また、Akerunの“オフィスや施設における基幹システム化”や大規模顧客へのさらなる拡販、そして人手不足等を背景としたMigakunへのニーズの拡大と柔軟なサービス提供モデルによる利便性等を通じた解約率低減のための取り組みにより、空間DX事業全体でのMRR(Monthly Recurring Revenue:毎月繰り返し得られる月次経常収益)ベースのChurn Rate(サービスに関する解約率)は平常時で1%台前半の低い水準に抑えられております(注)。具体的には、継続的なChurn Rateの改善により、空間DX事業全体で2024年12月期には1.16%まで改善しております。

 

当社グループでは、AkerunにおけるAPI連携利用や大規模企業といった顧客ポートフォリオの拡大に加えて、Akerunと高いシナジーを発揮するMigakunを組み合わせたソリューション提供やクロスセル施策を促進することで、空間DXによる無人化・省人化市場の創出を通じた売上高及びARRのさらなる拡大とChurn Rateのさらなる低減が可能であると考えており、今後もそれらの取り組みを通じて空間DX事業のより一層の成長を目指します。
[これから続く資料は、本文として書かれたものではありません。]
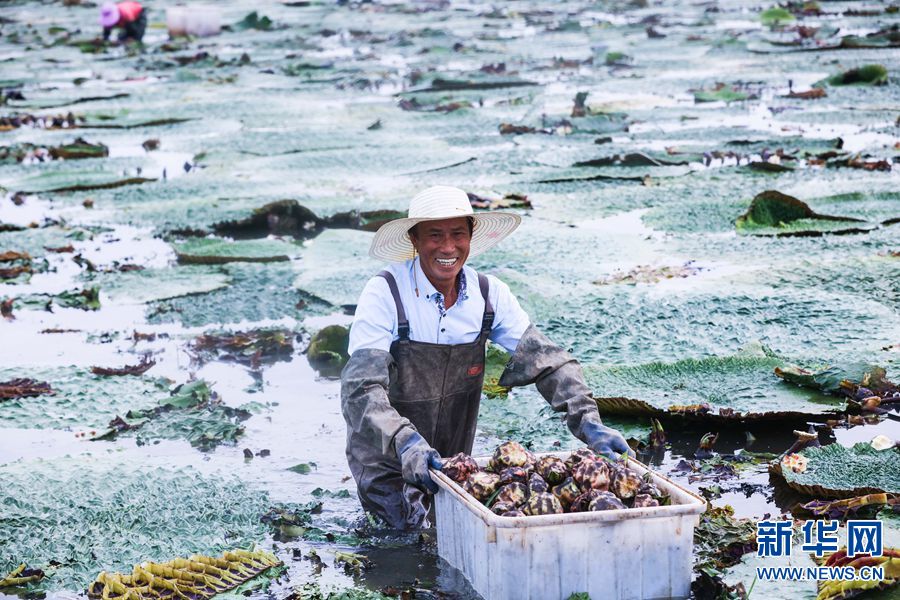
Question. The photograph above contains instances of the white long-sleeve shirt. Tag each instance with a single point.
(375, 322)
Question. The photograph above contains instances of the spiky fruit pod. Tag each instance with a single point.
(514, 493)
(482, 484)
(591, 475)
(498, 508)
(552, 469)
(606, 501)
(624, 483)
(536, 484)
(566, 492)
(644, 501)
(581, 502)
(578, 455)
(459, 466)
(508, 454)
(543, 504)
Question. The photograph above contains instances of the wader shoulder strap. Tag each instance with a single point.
(487, 321)
(402, 322)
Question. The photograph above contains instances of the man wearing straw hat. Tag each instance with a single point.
(411, 390)
(130, 16)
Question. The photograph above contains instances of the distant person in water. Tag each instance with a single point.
(130, 17)
(412, 388)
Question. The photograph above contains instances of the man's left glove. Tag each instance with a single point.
(416, 456)
(605, 440)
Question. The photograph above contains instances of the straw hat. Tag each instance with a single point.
(439, 202)
(109, 14)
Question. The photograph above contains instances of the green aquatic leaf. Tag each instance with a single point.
(835, 471)
(215, 251)
(75, 516)
(720, 540)
(153, 285)
(336, 266)
(865, 75)
(188, 395)
(495, 361)
(721, 93)
(327, 351)
(257, 292)
(738, 386)
(774, 213)
(82, 400)
(303, 468)
(775, 16)
(254, 21)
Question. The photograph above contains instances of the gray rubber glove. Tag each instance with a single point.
(605, 440)
(416, 456)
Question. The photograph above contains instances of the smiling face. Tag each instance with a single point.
(443, 248)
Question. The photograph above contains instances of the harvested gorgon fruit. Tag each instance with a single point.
(515, 483)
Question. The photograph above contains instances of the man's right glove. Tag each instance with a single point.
(605, 440)
(416, 456)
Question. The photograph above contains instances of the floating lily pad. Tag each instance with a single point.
(526, 417)
(835, 471)
(80, 399)
(774, 213)
(634, 159)
(254, 21)
(775, 16)
(721, 93)
(211, 251)
(495, 361)
(828, 379)
(151, 285)
(87, 298)
(253, 348)
(865, 75)
(327, 352)
(86, 514)
(732, 388)
(257, 292)
(336, 266)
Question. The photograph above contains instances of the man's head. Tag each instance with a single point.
(400, 239)
(443, 247)
(109, 14)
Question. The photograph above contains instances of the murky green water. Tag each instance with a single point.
(318, 109)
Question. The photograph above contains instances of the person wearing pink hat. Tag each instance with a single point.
(129, 16)
(412, 387)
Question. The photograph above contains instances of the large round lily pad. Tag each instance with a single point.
(732, 388)
(75, 516)
(216, 251)
(835, 471)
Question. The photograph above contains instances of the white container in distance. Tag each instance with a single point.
(200, 20)
(175, 20)
(623, 554)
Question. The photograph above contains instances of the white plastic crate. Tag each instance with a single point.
(631, 553)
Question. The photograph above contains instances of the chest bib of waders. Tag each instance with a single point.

当社グループは、事業収益に占めるリカーリング収益の高い比率や低い解約率等を実現するビジネスモデルにより、売上高及びARRの最大化を通じた持続可能な成長を実現しております。

 

(注) 各期のChurn Rateは、当該期の期末月における12か月移動平均であります。

 

② 堅牢なアクセス認証基盤及びクラウドセキュリティシステム

空間DX事業の特徴の2つ目は、Akerunを支えるクラウド上のアクセス認証基盤「Akerun Access Intelligence」(注1)の高度な技術性であります。この認証基盤では、一般的なユーザー情報に加えてユーザーが日常的に利用するICカードなどの固有の物理ID情報を保有し、インターネットを通じて認証に活用しております。

この認証基盤における認証プロセスは、特許を取得している独自の通信方式(注2)やSSL(注3)、AES256(注4)等のセキュアな通信技術でセッションごとに暗号化することで高度なセキュリティを担保しております。また、認証や処理のロジックをエッジ端末とクラウド上のサーバーに集約することで、個人情報等の機密情報のエクスポージャーを減少させ、セキュリティ上の堅牢性をさらに高めております。

 

この高度なセキュリティ環境を背景としたユーザー認証方式を確立したことで、信頼性と堅牢性に優れたユーザー認証と入退室管理に加えて、デジタル身分証等の高い機密性が求められる関連サービスの展開が可能になっております。

 


(注) 1.ユーザーの基本情報(氏名や所属等)、デジタルID情報(電話番号や電子メール等)、物理ID情報(所有するICカードや生体認証情報等)、認証権限情報(アクセスが許可されている扉、有効な日にち、曜日、時間帯等)等の情報を保有するクラウド上のデータベースであります。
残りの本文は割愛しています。